Le rouble russe est devenu la devise la plus performante au monde depuis le début de l’année. Il surpasse même l’or, traditionnellement considéré comme une valeur refuge. C’est ce que révèle un rapport publié mardi 15 avril 2025 par Bloomberg Economics.
Depuis janvier, la monnaie russe s’est appréciée de 38 % face au dollar sur le marché de gré à gré, grâce à une série de facteurs internes, notamment des taux d’intérêt nationaux exceptionnellement élevés. En parallèle, le dollar américain subit des pressions croissantes. Elles sont liées à l’intensification des guerres commerciales initiées par l’administration du président Donald Trump.
Un contexte économique favorable à la devise russe
« Contrairement à d’autres devises des marchés émergents, le rouble ne subit pas de fuite massive de capitaux », explique Sofia Donets, économiste en chef chez T-Investments. Elle attribue cette résilience aux contrôles de capitaux stricts imposés par Moscou et au coût élevé du crédit intérieur, qui contribue à soutenir la monnaie.
Malgré les sanctions occidentales toujours en vigueur depuis l’invasion de l’Ukraine en 2022, la monnaie russe continue de se renforcer. Toutefois, cette vigueur du rouble pourrait avoir un effet pervers en réduisant les revenus d’exportation du pays, notamment dans le secteur énergétique, dont dépend fortement le budget de l’État.
En effet, la Banque centrale de Russie applique une politique monétaire rigoureuse, maintenant un taux directeur à 21 % afin de maîtriser l’inflation. Cette politique limite les importations et, par conséquent, la demande en devises étrangères. En parallèle, les autorités exigent que les exportateurs convertissent une partie de leurs revenus en devises sur le marché local, ce qui soutient mécaniquement le rouble.
Un regain d’intérêt pour le rouble dans le “carry trade”
Le rouble attire également les investisseurs internationaux grâce à son rendement élevé dans le cadre de stratégies de carry trade – qui consistent à emprunter dans des monnaies à taux bas pour investir dans celles à taux élevé. Cette dynamique est renforcée par une perception d’apaisement relatif dans les tensions entre Washington et Moscou.
Alexander Lutsko, responsable de la recherche chez Istar Capital à Dubaï, observe que, malgré les risques de sanctions, de plus en plus d’investisseurs cherchent à accéder aux actifs en roubles via les partenaires économiques de la Russie. Il note également que de nombreuses entreprises russes tentent de refinancer leur dette en roubles coûteuse à l’aide de prêts libellés en yuans chinois, stimulant ainsi la conversion des devises étrangères en roubles.
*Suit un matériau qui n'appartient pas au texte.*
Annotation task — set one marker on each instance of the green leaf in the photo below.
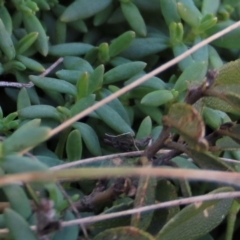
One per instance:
(206, 160)
(193, 73)
(178, 49)
(82, 86)
(121, 43)
(210, 7)
(6, 44)
(124, 233)
(26, 42)
(101, 17)
(61, 32)
(227, 144)
(77, 63)
(82, 104)
(18, 227)
(215, 61)
(23, 99)
(16, 164)
(145, 195)
(197, 219)
(6, 18)
(113, 119)
(145, 128)
(18, 200)
(31, 135)
(81, 9)
(96, 79)
(201, 54)
(103, 53)
(228, 75)
(32, 24)
(214, 118)
(123, 72)
(189, 12)
(71, 76)
(134, 18)
(69, 233)
(54, 84)
(89, 137)
(142, 47)
(188, 122)
(39, 111)
(74, 146)
(228, 40)
(153, 112)
(69, 49)
(157, 98)
(176, 33)
(30, 63)
(115, 104)
(169, 11)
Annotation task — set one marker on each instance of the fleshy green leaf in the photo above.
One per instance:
(82, 9)
(18, 227)
(134, 18)
(113, 119)
(54, 84)
(145, 128)
(157, 98)
(74, 146)
(187, 121)
(89, 137)
(124, 233)
(197, 219)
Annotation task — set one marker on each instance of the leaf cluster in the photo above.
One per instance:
(191, 111)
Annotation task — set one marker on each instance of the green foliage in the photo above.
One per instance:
(101, 47)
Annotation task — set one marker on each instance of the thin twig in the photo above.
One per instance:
(54, 65)
(16, 84)
(183, 201)
(30, 84)
(143, 79)
(119, 155)
(74, 209)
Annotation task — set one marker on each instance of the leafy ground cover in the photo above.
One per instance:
(89, 149)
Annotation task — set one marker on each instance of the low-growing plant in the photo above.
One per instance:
(78, 88)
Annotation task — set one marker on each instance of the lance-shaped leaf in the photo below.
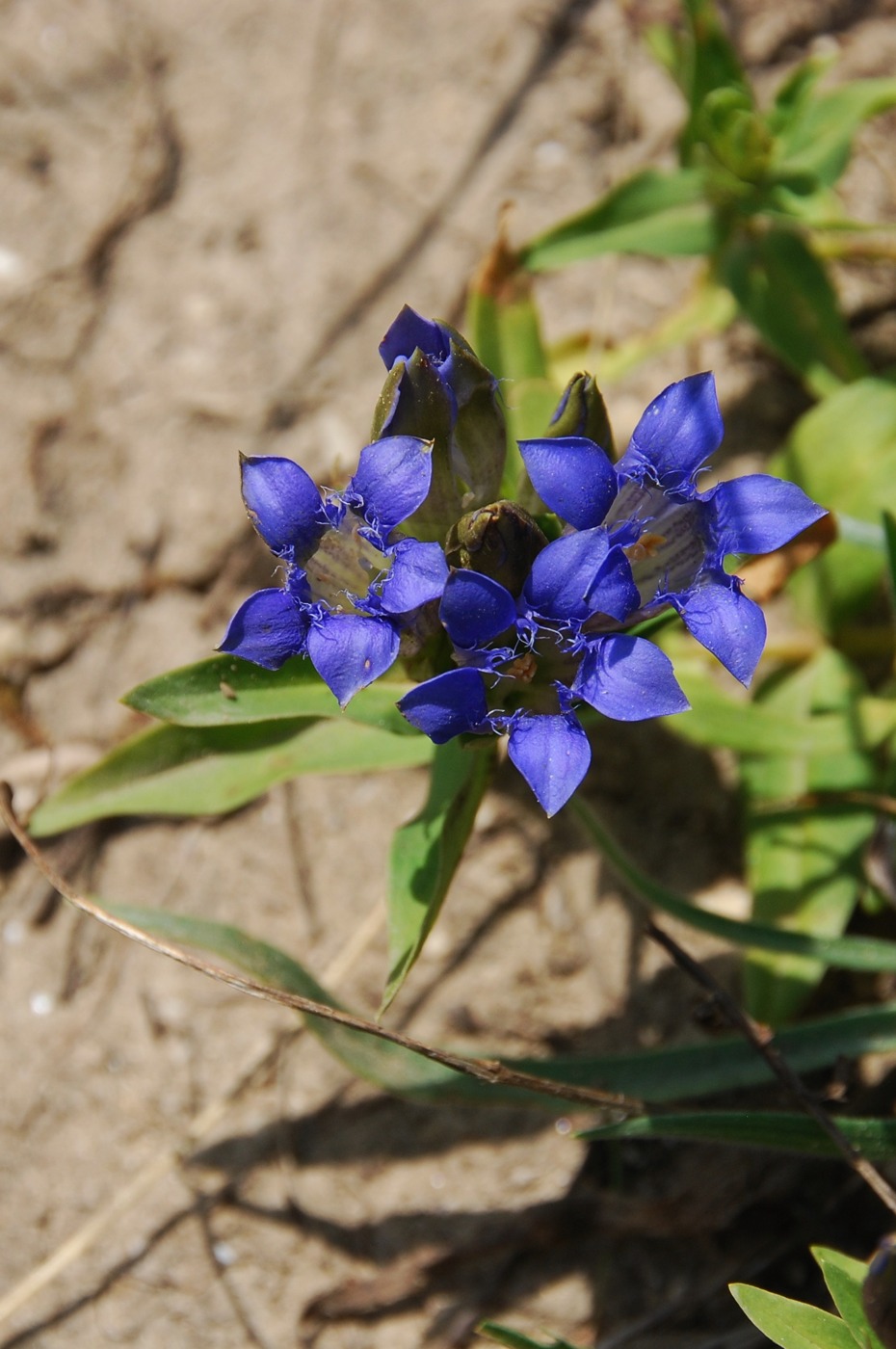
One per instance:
(427, 850)
(846, 953)
(211, 771)
(845, 1278)
(817, 137)
(657, 213)
(781, 1130)
(792, 1325)
(785, 293)
(225, 691)
(804, 866)
(824, 458)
De son côté, le dollar américain a chuté à son plus bas niveau en six mois, fragilisé par l’incertitude entourant la politique tarifaire des États-Unis. Face à ces incertitudes, les investisseurs se sont tournés vers des valeurs refuges comme l’or, qui a progressé de 23 % depuis le début de l’année – une performance néanmoins inférieure à celle du rouble.
Une appréciation inattendue du rouble qui défie les prévisions
La force actuelle du rouble a pris de court le gouvernement russe, qui avait fondé son budget 2025 sur un taux de change moyen de 96,5 roubles pour un dollar – soit un niveau 14 % plus faible que le taux actuel. Cette situation coïncide avec une baisse marquée des prix du pétrole, exposant le pays à un manque à gagner sur ses recettes d’exportation.
Malgré cette performance impressionnante, les analystes restent prudents. Un sondage réalisé en mars par la Banque de Russie révèle que la majorité des experts anticipent un taux de change moyen de 98,5 roubles pour un dollar d’ici la fin de l’année.
Dans son dernier compte-rendu sur la politique monétaire, elle attribue la hausse du rouble à un regain d’intérêt pour les actifs russes, dans un contexte de stabilisation géopolitique relative. Le maintien d’un taux directeur élevé continue également de jouer un rôle clé dans le soutien à la devise nationale.
Selon certains analystes, les conditions actuelles favorables au rouble devraient se maintenir à court terme. « À ce jour, rien ne laisse présager une chute brutale du rouble. D’autant que la perspective d’une baisse des taux d’intérêt semble peu probable à court terme », conclut Alexander Lutsko.